Do you stop your swimming activity when recovering between reps in the pool?

I don't for polar and if I did I'd never get any swimming done, it detects rest automatically and gives you overall time + actual swim time recorded. It calculates swolf and avg pace by moving time and pace recorded when in motion.

Strava doesn't quite get it when polar uploads and just says avg pace from the overall time, which isn't correct - you don't smash out a set then include the rest time in the pace.

Like running intervals - you take the pace/target pace from time actually spent doing the interval, not the recovery between efforts.

I wouldn't worry about recorded average pace starting out and doing workouts anyway, if you have a structured workout with drills and stuff the average time is useless anyway, per lap/length time is more important - use the wall clock if you really want to know.

Stick at it, build endurance and work on drills, try smaller structured workouts and get a kickboard/pullkick bare minimum then pick a goal.

You can try time trialling a set distance and using that as your comparison benchmark - a common test is doing 1k and working out the average 100m/y pace by ÷ 10.

I can run 3h no problem but after swimming two laps I'm already gasping for breath lol

I was exactly the same, half marathon no issues and trail running lunatic.

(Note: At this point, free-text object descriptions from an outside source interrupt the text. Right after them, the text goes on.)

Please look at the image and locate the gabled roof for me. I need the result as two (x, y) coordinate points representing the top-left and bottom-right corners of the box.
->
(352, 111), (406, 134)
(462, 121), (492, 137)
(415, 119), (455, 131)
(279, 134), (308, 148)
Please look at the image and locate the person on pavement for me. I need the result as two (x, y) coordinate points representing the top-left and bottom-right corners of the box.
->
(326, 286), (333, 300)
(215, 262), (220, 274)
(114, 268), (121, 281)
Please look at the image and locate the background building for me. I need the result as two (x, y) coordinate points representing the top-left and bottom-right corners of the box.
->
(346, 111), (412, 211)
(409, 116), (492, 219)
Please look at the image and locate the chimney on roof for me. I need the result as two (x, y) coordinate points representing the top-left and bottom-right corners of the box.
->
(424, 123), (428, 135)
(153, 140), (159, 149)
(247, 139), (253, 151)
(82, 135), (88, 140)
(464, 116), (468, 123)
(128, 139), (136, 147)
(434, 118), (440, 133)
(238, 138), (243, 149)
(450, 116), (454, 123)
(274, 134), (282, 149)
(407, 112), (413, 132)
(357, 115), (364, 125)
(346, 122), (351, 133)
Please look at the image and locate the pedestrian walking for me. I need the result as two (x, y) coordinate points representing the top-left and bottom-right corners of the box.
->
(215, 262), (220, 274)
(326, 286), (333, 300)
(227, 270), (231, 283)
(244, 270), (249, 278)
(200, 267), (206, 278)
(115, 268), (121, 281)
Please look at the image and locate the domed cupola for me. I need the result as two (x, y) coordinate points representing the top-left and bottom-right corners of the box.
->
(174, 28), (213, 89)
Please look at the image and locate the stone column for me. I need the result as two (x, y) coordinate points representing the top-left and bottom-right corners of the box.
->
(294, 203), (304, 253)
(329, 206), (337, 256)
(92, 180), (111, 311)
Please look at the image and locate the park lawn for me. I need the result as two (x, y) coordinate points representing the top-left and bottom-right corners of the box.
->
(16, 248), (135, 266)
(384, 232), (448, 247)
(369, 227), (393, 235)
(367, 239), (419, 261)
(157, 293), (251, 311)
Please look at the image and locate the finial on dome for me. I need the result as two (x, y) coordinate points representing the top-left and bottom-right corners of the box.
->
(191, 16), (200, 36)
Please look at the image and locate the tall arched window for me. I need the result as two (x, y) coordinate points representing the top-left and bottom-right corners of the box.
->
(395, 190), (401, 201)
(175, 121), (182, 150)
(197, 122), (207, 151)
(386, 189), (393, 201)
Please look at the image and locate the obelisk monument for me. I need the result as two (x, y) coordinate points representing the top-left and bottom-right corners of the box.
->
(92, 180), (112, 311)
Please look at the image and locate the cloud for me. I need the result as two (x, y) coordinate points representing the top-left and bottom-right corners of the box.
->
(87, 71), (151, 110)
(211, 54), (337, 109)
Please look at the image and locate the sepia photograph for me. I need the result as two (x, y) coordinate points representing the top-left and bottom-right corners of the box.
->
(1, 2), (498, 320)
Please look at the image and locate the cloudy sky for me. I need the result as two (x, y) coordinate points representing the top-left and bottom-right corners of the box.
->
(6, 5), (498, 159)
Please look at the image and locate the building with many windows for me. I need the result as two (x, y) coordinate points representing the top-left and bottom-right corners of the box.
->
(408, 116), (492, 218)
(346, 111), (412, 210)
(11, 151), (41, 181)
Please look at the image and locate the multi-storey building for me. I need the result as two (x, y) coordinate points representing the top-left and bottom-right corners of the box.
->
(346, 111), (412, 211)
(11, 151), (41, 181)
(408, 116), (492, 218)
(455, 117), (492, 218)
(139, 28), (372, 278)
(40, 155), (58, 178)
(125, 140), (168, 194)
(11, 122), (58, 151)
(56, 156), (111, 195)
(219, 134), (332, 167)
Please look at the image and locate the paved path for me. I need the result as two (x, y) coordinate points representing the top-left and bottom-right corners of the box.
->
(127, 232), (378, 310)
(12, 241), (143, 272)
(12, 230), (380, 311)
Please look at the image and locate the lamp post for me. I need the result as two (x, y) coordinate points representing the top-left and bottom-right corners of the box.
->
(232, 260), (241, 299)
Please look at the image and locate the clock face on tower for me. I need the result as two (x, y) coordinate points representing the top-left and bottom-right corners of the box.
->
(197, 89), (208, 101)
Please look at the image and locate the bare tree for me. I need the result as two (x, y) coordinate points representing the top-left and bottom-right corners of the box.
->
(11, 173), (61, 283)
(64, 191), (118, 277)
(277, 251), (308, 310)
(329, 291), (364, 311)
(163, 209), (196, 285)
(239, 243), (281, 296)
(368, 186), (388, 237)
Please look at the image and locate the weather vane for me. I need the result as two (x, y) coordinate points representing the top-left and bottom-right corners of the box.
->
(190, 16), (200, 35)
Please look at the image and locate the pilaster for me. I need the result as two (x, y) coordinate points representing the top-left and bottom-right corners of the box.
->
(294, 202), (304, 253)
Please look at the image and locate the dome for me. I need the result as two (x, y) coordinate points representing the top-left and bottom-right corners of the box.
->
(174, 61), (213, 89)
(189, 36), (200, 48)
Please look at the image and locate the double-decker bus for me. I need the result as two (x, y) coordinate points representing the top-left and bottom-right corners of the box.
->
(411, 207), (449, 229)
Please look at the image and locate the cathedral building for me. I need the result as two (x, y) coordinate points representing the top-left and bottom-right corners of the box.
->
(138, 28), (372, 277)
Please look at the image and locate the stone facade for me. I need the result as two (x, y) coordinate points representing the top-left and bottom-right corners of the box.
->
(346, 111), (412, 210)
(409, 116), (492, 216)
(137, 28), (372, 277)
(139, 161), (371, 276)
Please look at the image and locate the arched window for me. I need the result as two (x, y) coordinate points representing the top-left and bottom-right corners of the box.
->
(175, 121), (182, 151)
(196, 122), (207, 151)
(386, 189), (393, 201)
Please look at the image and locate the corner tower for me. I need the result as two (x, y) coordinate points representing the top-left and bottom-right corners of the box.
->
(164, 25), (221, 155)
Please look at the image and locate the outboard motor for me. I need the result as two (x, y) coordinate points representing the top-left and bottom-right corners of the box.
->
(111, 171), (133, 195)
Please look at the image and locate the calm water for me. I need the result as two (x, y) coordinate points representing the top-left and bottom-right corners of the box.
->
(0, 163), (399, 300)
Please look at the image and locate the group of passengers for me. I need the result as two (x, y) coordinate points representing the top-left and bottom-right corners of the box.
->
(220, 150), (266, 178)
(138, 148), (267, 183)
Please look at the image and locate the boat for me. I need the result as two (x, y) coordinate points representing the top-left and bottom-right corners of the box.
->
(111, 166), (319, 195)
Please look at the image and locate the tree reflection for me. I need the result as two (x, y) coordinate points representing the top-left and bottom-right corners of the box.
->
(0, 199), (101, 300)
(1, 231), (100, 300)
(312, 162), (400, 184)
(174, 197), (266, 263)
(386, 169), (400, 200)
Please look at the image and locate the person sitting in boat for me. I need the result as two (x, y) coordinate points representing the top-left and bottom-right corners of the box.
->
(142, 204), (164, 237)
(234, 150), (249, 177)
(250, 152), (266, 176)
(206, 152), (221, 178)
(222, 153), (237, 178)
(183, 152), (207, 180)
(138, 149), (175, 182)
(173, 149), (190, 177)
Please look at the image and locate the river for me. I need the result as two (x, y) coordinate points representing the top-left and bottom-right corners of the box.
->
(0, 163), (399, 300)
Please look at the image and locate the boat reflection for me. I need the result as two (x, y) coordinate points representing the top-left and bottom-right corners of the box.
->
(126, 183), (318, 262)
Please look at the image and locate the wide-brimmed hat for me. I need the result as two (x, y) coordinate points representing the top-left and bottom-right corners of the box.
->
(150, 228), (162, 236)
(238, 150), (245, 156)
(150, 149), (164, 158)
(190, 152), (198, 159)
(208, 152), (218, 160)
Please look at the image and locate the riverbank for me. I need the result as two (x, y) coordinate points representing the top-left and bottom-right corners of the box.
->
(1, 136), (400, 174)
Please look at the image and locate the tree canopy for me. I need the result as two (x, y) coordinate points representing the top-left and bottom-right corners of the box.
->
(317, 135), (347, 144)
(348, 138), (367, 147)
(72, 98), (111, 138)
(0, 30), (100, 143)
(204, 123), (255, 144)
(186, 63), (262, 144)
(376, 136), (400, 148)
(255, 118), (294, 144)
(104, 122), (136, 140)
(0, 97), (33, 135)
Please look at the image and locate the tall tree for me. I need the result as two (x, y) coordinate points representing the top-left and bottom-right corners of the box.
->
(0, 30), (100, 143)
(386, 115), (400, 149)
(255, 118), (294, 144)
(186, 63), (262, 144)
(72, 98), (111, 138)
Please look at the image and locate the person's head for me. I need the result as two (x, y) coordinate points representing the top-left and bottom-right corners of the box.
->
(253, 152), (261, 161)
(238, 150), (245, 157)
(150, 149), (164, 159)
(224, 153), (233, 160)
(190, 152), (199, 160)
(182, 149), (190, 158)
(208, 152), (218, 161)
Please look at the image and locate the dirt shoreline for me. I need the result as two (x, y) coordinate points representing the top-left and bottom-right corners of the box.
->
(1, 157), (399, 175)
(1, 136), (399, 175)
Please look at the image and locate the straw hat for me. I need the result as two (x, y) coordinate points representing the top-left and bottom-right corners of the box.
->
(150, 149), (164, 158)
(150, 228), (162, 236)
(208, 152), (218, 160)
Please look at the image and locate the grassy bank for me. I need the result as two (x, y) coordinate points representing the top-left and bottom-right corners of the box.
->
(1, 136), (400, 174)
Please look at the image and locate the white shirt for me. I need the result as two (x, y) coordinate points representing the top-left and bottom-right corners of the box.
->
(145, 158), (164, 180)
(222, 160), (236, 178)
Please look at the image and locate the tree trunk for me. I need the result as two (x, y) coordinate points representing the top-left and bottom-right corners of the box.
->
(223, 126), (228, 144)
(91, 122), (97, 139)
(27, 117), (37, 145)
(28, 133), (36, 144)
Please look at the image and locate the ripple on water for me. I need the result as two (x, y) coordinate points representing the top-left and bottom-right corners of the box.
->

Tried a 15m hotel pool and nearly died trying to get 10 lengths done.
When I tried the big boy 50m pool I did two laps and nearly went home and cried because I was so shit at swimming.

It's been just over a year now and in that exact same 50m pool today I punched out 5k in 1:29.

My best advice would be focus on the swim form, technique, breathing, drills and relaxing as much as you can in the water while ignoring the metrics - they'll work against you and self esteem in the water. Improvement isn't all about pace.